Tuberculosis is a disease that has dogged human beings from the earliest times. It has seen the rise and fall of empires, it has caused the rise and fall of empires, it had nearly been eradicated from the developed world thanks to better standards of living, only to find an ally in HIV and make its way back.
In 1882, when Koch discovered the agent, almost one in seven people affected were dying. Today the number has gone down but the burden has gone up. Almost exclusively limited to the developing nations in the 80s and 90s now thanks to HIV-TB co-infection, this has truly evolved into a global disease. Add to that the issue of emergence of multiple drug resistant strains and extensive drug resistant strains. A few months ago, the total drug resistant strain was located and it spread a little bit of panic amongst the medical professionals.
I want TB to be gone in my lifetime. I guess it seems like an uphill task, but the success of the Indian Directly Observer Short-course Therapy (DOTS) regimen instituted under the Revised National Tuberculosis Control Program (RNTCP) is inspiring. Public health has improved over the last few years and though the burden remains high, with diagnosis and cure rates well above the recommended targets, the RNTCP remains a success story for all public health professionals to emulate.
However, I must voice my concerns about the rising costs and low efficacy in treatment of XDR and MDR cases, especially the former. Given the low cure rates and the abysmal recurrence rates, and the sky high costs, the need to devise newer drug regimes and discover newer chemotherapeutic agents active against these resistant strains is of prime importance.
There is also the ethical dilemma about dealing with the total drug resistant strain bacteria. It goes without saying that there are no effective treatment for this strain today and hence, the dilemma. If they are treated with second or third line drugs, that is more for the purpose of satisfying our urge to do something rather than cure the patient. Also, the issue of leaving a possibly infectious source untreated is unacceptable.

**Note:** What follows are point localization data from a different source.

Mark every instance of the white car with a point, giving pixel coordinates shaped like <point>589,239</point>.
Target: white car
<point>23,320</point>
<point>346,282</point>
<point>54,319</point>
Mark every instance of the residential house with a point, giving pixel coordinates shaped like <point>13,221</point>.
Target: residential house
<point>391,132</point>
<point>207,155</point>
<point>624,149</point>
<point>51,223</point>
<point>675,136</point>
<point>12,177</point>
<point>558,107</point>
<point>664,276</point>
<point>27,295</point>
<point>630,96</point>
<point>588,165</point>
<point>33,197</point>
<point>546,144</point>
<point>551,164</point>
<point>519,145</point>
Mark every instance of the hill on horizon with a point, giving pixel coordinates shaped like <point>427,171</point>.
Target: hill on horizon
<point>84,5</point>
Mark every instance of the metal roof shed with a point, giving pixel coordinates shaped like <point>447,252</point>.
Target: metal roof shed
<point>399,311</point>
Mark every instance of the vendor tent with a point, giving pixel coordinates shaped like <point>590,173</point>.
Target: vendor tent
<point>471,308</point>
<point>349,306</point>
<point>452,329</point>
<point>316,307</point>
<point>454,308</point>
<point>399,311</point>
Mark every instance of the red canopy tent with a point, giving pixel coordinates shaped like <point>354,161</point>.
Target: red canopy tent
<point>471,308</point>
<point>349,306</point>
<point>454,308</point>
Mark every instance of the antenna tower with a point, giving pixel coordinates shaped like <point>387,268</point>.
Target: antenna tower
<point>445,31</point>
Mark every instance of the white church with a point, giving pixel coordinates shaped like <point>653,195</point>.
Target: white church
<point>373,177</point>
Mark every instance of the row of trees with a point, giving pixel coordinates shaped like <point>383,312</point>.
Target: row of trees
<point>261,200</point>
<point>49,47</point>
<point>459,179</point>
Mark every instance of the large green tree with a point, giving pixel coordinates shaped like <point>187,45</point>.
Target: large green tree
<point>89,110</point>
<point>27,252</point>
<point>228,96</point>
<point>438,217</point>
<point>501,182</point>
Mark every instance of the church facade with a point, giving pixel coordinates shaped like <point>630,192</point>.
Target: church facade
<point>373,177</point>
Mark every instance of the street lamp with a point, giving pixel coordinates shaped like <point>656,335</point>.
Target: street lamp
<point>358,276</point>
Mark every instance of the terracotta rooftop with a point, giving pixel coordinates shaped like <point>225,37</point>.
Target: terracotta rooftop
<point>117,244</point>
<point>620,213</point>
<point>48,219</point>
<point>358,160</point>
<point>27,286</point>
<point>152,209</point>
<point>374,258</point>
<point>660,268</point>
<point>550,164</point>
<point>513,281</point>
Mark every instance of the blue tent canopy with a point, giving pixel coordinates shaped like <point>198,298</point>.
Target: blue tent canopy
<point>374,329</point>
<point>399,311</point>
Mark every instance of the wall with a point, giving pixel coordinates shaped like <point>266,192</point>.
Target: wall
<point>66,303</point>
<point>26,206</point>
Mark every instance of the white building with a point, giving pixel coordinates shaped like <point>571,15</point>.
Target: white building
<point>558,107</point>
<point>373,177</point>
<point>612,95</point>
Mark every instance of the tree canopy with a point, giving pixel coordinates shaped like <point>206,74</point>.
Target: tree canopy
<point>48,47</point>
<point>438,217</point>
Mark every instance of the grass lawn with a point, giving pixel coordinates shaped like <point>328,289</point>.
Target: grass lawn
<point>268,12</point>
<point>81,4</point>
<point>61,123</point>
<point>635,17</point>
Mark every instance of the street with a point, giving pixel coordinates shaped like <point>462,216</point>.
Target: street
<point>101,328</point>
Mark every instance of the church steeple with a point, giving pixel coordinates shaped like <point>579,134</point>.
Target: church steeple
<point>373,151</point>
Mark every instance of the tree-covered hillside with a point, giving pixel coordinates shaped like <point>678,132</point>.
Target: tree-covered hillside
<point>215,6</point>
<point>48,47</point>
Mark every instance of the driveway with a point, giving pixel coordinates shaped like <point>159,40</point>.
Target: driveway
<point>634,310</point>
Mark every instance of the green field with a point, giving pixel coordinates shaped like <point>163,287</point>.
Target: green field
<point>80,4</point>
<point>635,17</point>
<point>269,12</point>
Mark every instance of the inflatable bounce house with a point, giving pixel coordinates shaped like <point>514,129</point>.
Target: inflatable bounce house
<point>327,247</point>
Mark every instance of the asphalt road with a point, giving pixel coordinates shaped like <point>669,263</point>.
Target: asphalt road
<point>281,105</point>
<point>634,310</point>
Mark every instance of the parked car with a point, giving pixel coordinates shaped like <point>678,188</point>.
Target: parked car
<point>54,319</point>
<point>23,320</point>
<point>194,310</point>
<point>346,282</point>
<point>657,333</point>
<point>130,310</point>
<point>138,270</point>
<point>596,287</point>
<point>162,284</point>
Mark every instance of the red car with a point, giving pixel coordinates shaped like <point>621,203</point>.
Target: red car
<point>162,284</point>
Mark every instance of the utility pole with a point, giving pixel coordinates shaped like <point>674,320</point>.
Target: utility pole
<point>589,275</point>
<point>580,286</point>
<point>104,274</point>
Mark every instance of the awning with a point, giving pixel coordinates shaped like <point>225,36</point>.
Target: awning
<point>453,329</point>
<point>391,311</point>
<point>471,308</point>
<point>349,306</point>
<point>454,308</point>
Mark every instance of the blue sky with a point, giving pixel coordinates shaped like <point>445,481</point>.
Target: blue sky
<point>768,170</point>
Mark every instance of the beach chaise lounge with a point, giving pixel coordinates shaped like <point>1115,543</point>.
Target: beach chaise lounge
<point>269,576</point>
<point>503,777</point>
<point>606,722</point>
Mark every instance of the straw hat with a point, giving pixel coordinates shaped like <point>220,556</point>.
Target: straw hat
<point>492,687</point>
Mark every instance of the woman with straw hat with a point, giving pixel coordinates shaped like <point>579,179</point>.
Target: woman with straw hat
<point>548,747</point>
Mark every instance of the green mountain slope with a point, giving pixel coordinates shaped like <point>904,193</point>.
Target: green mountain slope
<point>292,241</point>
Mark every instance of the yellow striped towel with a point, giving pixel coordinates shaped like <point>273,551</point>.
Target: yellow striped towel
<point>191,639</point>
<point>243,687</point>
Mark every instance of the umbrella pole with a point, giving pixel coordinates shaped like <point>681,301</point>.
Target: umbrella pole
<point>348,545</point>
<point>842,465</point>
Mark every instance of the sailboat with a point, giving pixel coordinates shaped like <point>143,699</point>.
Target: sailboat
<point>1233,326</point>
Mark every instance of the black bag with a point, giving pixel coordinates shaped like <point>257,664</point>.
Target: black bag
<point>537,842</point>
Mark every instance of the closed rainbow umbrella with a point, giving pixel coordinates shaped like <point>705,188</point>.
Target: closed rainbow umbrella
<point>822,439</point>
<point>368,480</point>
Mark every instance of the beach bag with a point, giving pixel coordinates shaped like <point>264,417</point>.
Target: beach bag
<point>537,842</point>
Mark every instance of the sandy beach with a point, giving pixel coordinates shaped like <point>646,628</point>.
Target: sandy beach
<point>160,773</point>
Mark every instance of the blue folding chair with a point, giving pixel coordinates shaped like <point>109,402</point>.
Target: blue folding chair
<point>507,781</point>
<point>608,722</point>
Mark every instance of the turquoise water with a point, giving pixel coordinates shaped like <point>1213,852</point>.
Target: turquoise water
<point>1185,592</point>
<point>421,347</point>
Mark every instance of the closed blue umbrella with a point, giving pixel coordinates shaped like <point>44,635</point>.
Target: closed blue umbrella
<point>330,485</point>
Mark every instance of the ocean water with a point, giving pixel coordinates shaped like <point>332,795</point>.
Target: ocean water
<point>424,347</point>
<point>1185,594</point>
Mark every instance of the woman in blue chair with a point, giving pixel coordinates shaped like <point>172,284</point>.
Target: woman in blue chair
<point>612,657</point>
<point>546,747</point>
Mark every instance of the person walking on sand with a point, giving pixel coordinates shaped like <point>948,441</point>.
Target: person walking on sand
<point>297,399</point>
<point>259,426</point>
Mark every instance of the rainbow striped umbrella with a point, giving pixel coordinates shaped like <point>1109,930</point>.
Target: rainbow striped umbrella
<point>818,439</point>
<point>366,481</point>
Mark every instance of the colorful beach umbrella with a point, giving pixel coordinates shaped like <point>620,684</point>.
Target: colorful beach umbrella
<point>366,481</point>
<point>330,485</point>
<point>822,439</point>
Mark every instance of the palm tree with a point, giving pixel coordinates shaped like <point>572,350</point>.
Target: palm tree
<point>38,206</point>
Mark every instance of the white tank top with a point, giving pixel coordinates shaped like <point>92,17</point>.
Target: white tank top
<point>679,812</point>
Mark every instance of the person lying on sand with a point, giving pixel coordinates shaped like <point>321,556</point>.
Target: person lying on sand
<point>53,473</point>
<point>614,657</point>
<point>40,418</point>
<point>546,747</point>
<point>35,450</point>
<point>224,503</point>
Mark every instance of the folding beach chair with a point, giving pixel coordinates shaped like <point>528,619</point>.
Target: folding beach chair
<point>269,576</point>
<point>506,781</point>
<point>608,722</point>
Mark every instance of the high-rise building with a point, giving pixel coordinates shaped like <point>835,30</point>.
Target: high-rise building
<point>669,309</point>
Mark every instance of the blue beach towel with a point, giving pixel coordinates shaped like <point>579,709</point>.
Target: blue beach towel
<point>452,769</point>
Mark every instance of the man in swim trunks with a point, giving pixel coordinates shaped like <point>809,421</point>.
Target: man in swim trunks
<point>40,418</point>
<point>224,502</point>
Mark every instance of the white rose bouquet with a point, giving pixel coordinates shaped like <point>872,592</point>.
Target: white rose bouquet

Given the toxicities associated with the second and third line drugs and the elevating costs and low chances of success, the dilemma is what to do. The issue of leaving the patients quarantined for an unlimited time period also seems unreasonable.
There are ethical and financial considerations that are tied into this disease. In India, in large segments of rural people, this is still viewed as a curse. Just the other day I read in a leading vernacular newspaper the tragic news of a mother with MDR TB living with her 5 day old child in a ward full of other MDR TB patients because her husband and in-laws would not take their grandchild in for fear of contracting the curse. The health officials were flummoxed as to the next step. The neonate is the one losing out in all this!
And although the BCG vaccine is given universally, its role in preventing pulmonary TB, the commonest variant, is minimal. It is supposed to give protection against hematogenous spread of the disease but has essentially no effect on the commonest variant. If the war against TB has to be escalated, the need of the hour is to design an effective vaccine. Chemotherapy is but a temporary measure, as the bugs will learn to gain resistance, especially in the developing nations where the number of defaulters are higher.